Phase diagram of the disordered Bose-Hubbard model

TL;DR

This paper maps the complex phase diagram of the disordered 3D Bose-Hubbard model, revealing a robust superfluid phase, the intervening Bose glass, and the nature of phase transitions, with implications for cold-atom experiments.

Contribution

It provides the first detailed phase diagram of the disordered 3D Bose-Hubbard model, clarifying the nature of phase transitions and the robustness of superfluidity under strong disorder.

Findings

Bose glass always intervenes between Mott insulator and superfluid phases.

Superfluid phase persists under disorder nearly 50 times the particle bandwidth.
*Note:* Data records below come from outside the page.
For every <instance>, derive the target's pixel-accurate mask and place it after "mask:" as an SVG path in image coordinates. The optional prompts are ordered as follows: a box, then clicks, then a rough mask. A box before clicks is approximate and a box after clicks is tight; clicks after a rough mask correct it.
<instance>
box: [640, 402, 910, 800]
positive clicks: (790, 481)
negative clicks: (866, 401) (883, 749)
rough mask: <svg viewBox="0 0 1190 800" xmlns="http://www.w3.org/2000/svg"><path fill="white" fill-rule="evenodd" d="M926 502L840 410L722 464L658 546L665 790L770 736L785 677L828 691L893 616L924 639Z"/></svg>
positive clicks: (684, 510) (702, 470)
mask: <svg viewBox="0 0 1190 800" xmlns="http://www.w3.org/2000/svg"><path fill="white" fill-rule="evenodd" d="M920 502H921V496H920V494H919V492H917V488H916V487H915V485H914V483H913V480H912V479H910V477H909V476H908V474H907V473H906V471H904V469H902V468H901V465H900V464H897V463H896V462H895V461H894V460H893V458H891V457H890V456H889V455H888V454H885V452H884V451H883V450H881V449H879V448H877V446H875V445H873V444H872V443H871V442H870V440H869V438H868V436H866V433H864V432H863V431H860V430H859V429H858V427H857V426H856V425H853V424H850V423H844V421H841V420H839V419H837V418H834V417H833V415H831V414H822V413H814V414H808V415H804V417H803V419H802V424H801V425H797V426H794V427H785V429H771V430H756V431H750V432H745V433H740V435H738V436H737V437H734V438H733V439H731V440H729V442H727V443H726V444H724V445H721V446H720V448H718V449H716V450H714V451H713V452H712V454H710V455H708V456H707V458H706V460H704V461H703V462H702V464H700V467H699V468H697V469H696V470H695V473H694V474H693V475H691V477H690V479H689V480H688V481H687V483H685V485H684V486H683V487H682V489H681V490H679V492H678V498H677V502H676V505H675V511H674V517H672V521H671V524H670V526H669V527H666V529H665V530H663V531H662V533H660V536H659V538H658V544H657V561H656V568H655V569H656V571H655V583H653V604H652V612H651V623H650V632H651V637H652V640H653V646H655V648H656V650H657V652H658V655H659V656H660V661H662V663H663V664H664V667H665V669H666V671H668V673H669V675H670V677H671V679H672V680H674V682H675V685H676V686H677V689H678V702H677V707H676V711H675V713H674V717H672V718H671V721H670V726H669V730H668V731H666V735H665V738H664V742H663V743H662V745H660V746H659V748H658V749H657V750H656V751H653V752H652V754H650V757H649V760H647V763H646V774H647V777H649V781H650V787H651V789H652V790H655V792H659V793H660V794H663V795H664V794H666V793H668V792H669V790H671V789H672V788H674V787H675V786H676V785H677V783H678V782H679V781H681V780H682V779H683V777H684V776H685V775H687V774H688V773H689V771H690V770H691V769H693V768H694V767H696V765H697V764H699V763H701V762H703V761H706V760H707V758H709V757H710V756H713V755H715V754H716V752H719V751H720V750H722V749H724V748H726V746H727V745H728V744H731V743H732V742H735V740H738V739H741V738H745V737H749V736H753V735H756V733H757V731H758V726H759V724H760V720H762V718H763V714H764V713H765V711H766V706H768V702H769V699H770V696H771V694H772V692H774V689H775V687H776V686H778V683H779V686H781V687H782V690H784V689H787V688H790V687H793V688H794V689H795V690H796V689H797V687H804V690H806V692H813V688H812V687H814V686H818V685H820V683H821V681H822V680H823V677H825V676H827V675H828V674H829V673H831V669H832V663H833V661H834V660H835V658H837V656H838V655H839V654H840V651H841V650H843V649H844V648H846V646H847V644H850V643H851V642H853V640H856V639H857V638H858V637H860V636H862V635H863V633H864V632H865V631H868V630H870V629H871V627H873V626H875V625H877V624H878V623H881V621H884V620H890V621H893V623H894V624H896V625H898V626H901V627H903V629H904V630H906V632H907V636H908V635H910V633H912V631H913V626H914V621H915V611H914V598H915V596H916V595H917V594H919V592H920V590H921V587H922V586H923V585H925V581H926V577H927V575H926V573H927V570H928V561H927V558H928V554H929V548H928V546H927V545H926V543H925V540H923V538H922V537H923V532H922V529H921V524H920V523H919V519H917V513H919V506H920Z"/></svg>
The phase diagram features a long superfluid finger at strong disorder and interactions.

Abstract

We establish the phase diagram of the disordered three-dimensional Bose-Hubbard model at unity filling, which has been controversial for many years. The theorem of inclusions, proven in Ref. [1], states that the Bose glass phase always intervenes between the Mott insulating and superfluid phases. Here, we note that assumptions on which the theorem is based exclude phase transitions between gapped (Mott insulator) and gapless phases (Bose glass). The apparent paradox is resolved through a unique mechanism: such transitions have to be of the Griffiths type when the vanishing of the gap at the critical point is due to a zero concentration of rare regions where extreme fluctuations of disorder mimic a {\it regular} gapless system. An exactly solvable random transverse field Ising model in one dimension is used to illustrate the point. A highly non-trivial overall shape of the phase diagram is revealed with the worm algorithm. The phase diagram features a long superfluid finger at strong disorder and on-site interaction. Moreover, bosonic superfluidity is extremely robust against disorder in a broad range of interaction parameters; it persists in random potentials nearly 50 (!) times larger than the particle half-bandwidth. Finally, we comment on the feasibility of obtaining this phase diagram in cold-atom experiments, which work with trapped systems at finite temperature.